Singularity
- Cover of the 1995 Puffin (Puffin Books) paperback edition
- Author: William Sleator
- Cover artist: Broeck Steadman
- Language: English
- Genre: Science fiction
- Publisher: Puffin
- Publication date: 1985
- Publication place: United States
- Media type: Print (Hardcover & paperback)
- ISBN: 978-0-14-037598-5
- OCLC: 33485250

= Singularity (Sleator novel) =

1985 novel by William Sleator

Singularity, published in 1985 by E. P. Dutton, is a science fiction novel for young adults written by William Sleator. It was listed as a YALSA Best Book for Young Adults, a Junior Library Guild Selection, and was a Colorado Blue Spruce Young Adult Book Award Nominee.

==Plot introduction==
Sixteen-year-old identical twins Harry and Barry learn that their mysterious great-uncle has died, and his house and possessions now belong to their mother. The brothers travel to Sushan, Illinois, to examine the house and its contents. Inside the cobweb-filled home, the rival brothers find mysterious animal skeletons and other odd objects.
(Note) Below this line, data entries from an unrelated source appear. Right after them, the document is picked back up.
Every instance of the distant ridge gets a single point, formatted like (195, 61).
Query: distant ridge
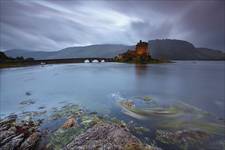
(163, 49)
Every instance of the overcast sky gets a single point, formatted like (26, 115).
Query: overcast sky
(53, 25)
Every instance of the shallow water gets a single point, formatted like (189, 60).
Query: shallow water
(99, 86)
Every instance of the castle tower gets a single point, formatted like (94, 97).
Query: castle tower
(142, 49)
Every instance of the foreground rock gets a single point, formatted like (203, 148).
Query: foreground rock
(20, 136)
(107, 136)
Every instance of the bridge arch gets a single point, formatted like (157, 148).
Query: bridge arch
(95, 61)
(86, 61)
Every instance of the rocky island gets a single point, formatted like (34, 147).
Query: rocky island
(141, 55)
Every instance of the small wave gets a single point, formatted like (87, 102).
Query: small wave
(117, 96)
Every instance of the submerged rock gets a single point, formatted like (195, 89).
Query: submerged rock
(106, 136)
(182, 138)
(70, 122)
(31, 141)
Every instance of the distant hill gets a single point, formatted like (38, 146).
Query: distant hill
(182, 50)
(164, 49)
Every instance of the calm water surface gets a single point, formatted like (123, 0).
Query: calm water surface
(96, 86)
(99, 86)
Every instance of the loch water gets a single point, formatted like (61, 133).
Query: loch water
(99, 87)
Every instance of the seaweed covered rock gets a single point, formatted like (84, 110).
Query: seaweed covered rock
(70, 122)
(187, 138)
(22, 135)
(106, 136)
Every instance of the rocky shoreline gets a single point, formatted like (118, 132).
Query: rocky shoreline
(72, 127)
(22, 135)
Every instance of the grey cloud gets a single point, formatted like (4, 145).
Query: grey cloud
(53, 25)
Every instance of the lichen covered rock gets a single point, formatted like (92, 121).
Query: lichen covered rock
(106, 136)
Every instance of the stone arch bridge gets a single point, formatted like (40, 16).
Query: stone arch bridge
(75, 60)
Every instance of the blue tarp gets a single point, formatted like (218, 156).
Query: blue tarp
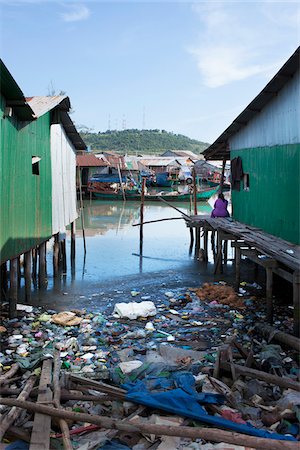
(186, 402)
(107, 178)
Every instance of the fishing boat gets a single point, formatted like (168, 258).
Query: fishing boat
(104, 190)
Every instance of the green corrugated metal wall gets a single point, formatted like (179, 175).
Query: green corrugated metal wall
(26, 209)
(272, 203)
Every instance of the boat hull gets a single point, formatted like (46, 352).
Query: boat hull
(201, 196)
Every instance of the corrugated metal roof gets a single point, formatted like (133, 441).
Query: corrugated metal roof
(13, 94)
(220, 148)
(43, 104)
(159, 161)
(89, 160)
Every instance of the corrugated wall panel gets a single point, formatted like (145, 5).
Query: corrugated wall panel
(272, 203)
(25, 198)
(63, 157)
(277, 124)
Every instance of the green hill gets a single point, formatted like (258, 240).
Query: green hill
(140, 141)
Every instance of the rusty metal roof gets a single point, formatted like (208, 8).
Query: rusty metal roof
(43, 104)
(13, 95)
(220, 148)
(159, 161)
(89, 160)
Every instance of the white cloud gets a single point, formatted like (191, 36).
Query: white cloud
(236, 42)
(75, 13)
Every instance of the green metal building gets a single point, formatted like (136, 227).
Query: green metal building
(27, 159)
(266, 138)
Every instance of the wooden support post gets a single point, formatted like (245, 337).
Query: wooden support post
(13, 288)
(27, 275)
(225, 252)
(40, 436)
(73, 242)
(63, 255)
(296, 302)
(142, 214)
(219, 258)
(55, 256)
(205, 244)
(192, 240)
(269, 292)
(42, 265)
(34, 265)
(237, 267)
(19, 271)
(4, 280)
(197, 244)
(194, 191)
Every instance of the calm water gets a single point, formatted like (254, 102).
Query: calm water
(113, 267)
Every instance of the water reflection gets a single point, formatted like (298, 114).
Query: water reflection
(113, 244)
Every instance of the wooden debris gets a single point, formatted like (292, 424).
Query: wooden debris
(271, 333)
(212, 434)
(286, 383)
(40, 436)
(14, 413)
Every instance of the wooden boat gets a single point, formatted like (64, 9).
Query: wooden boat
(134, 194)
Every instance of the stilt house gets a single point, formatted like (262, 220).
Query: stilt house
(263, 144)
(38, 168)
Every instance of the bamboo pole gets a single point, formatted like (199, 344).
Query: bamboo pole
(271, 333)
(213, 434)
(122, 187)
(158, 220)
(81, 211)
(142, 214)
(56, 401)
(14, 413)
(283, 382)
(13, 288)
(194, 191)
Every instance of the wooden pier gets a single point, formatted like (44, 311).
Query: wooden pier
(276, 255)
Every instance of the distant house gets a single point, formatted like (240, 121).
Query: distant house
(87, 165)
(38, 166)
(263, 144)
(182, 154)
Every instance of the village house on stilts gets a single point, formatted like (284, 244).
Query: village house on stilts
(37, 186)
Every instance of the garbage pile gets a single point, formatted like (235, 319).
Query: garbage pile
(193, 370)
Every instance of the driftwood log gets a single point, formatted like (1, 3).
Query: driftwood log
(271, 333)
(56, 401)
(286, 383)
(212, 434)
(14, 413)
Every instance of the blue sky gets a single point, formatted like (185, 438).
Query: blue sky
(186, 67)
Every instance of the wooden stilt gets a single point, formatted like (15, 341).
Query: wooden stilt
(192, 240)
(225, 252)
(63, 255)
(19, 271)
(34, 265)
(42, 265)
(13, 288)
(237, 266)
(27, 275)
(296, 302)
(73, 242)
(4, 280)
(205, 242)
(142, 214)
(269, 292)
(55, 256)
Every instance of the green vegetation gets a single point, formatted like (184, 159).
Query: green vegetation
(140, 141)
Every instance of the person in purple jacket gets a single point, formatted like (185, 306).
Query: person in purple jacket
(220, 207)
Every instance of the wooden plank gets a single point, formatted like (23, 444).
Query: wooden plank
(40, 436)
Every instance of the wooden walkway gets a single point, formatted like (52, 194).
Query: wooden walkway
(274, 254)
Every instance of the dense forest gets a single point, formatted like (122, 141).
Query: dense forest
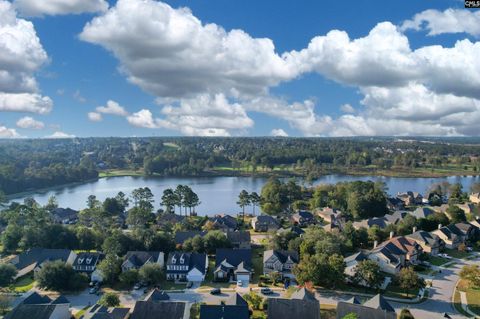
(33, 164)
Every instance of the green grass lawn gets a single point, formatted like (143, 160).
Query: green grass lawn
(23, 284)
(473, 296)
(457, 254)
(437, 261)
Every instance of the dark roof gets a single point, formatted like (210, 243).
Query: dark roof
(234, 257)
(86, 259)
(282, 255)
(156, 310)
(36, 299)
(266, 219)
(182, 236)
(378, 302)
(224, 312)
(225, 220)
(139, 258)
(191, 259)
(304, 294)
(238, 236)
(236, 300)
(24, 311)
(157, 295)
(40, 255)
(293, 308)
(424, 237)
(60, 300)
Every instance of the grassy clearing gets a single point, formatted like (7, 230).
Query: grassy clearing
(473, 296)
(437, 261)
(23, 284)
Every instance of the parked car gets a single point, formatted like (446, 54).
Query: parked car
(215, 291)
(266, 291)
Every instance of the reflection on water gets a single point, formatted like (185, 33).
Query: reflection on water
(217, 194)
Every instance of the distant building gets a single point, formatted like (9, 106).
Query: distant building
(186, 266)
(33, 259)
(233, 265)
(239, 239)
(136, 259)
(264, 223)
(280, 261)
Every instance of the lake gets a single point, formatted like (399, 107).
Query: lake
(217, 194)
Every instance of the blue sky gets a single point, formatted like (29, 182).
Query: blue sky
(177, 78)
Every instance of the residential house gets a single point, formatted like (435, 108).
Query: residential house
(235, 307)
(156, 310)
(410, 198)
(87, 262)
(65, 216)
(280, 261)
(182, 236)
(396, 217)
(186, 266)
(422, 212)
(41, 307)
(233, 265)
(279, 308)
(329, 215)
(381, 222)
(469, 231)
(33, 259)
(157, 295)
(303, 218)
(224, 222)
(394, 204)
(451, 235)
(294, 229)
(375, 308)
(475, 198)
(239, 239)
(430, 243)
(264, 223)
(100, 312)
(136, 259)
(351, 263)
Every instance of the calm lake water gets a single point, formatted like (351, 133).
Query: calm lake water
(217, 194)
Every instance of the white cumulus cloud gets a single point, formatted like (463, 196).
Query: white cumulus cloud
(449, 21)
(112, 108)
(94, 116)
(35, 8)
(8, 132)
(28, 122)
(278, 132)
(21, 55)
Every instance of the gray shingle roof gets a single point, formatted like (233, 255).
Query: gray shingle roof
(156, 310)
(293, 308)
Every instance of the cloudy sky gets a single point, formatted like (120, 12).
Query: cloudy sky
(238, 68)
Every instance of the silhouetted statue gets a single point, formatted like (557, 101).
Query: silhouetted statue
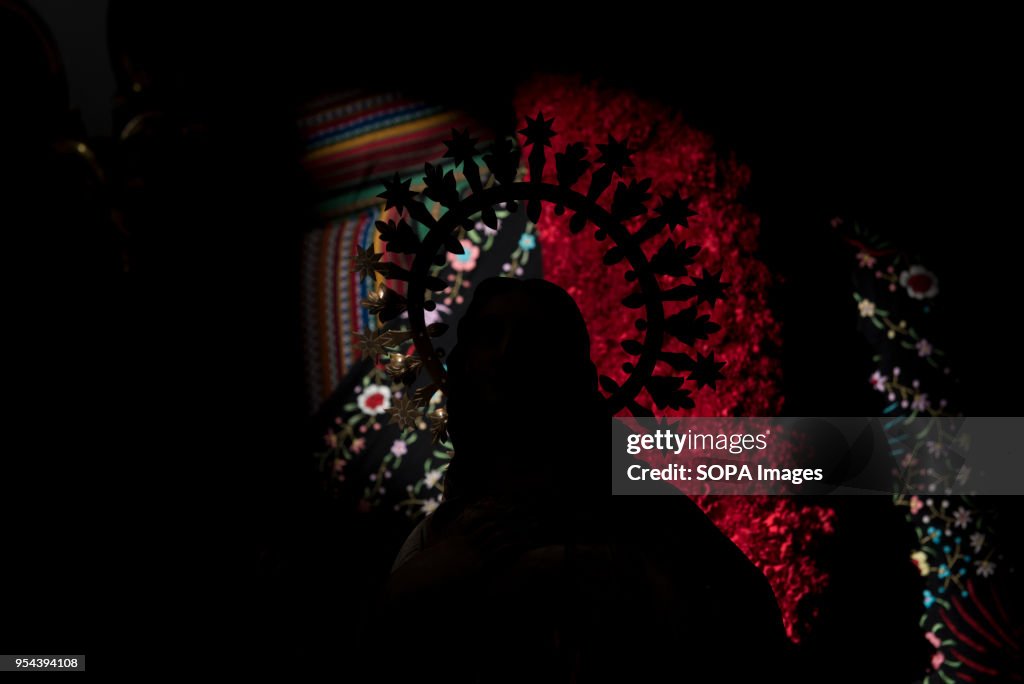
(530, 570)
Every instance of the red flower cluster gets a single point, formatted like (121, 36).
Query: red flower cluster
(776, 533)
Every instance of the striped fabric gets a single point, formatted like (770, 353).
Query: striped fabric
(352, 141)
(332, 291)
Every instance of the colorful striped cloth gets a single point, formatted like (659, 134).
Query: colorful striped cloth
(353, 141)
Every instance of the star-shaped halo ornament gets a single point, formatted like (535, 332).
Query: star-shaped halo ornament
(438, 236)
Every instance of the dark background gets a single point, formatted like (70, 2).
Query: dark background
(163, 412)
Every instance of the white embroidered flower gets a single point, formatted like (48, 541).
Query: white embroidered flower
(985, 567)
(432, 478)
(963, 517)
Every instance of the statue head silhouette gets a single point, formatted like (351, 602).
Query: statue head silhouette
(522, 389)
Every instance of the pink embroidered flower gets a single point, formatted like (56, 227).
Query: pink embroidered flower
(466, 261)
(879, 381)
(375, 399)
(920, 283)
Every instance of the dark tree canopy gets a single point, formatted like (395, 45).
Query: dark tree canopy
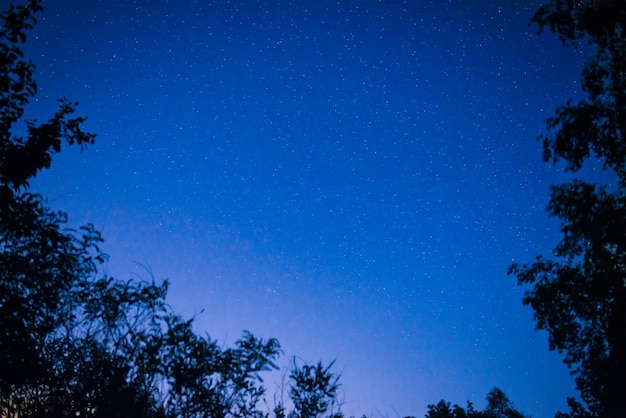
(498, 406)
(76, 342)
(579, 294)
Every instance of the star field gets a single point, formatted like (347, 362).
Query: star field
(352, 177)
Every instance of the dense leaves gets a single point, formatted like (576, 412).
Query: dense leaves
(74, 341)
(579, 294)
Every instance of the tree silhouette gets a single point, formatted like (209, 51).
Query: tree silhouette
(579, 294)
(498, 406)
(74, 341)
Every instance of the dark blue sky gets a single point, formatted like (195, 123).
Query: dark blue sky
(351, 177)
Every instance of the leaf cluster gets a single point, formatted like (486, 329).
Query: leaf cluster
(579, 293)
(75, 341)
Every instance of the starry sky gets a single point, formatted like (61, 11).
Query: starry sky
(351, 177)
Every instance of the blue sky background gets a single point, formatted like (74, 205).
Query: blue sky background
(351, 177)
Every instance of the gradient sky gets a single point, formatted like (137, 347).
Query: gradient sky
(351, 177)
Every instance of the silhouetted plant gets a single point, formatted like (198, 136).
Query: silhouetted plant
(579, 294)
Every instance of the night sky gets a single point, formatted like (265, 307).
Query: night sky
(350, 177)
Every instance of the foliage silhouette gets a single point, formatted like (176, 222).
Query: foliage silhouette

Outside Uncle Ambrose's residence, Harry and Barry find a small metal-reinforced building, which according to the accompanying keys, is called the "playhouse." When the twins explore the playhouse, they discover that the properties of time are altered inside, and the playhouse may explain the eccentricities of their great-uncle. When their quirky and cute neighbor Lucy enters their lives, competition between the twins escalates, and Harry makes a decision that will change the nature of their relationship forever.

==Reception==
- In his review of Singularity, Orson Scott Card, bestselling author of The Ender Saga, wrote "Singularity... is a masterpiece... I can't recommend this novel highly enough—it's on my list of best all-time works of science fiction."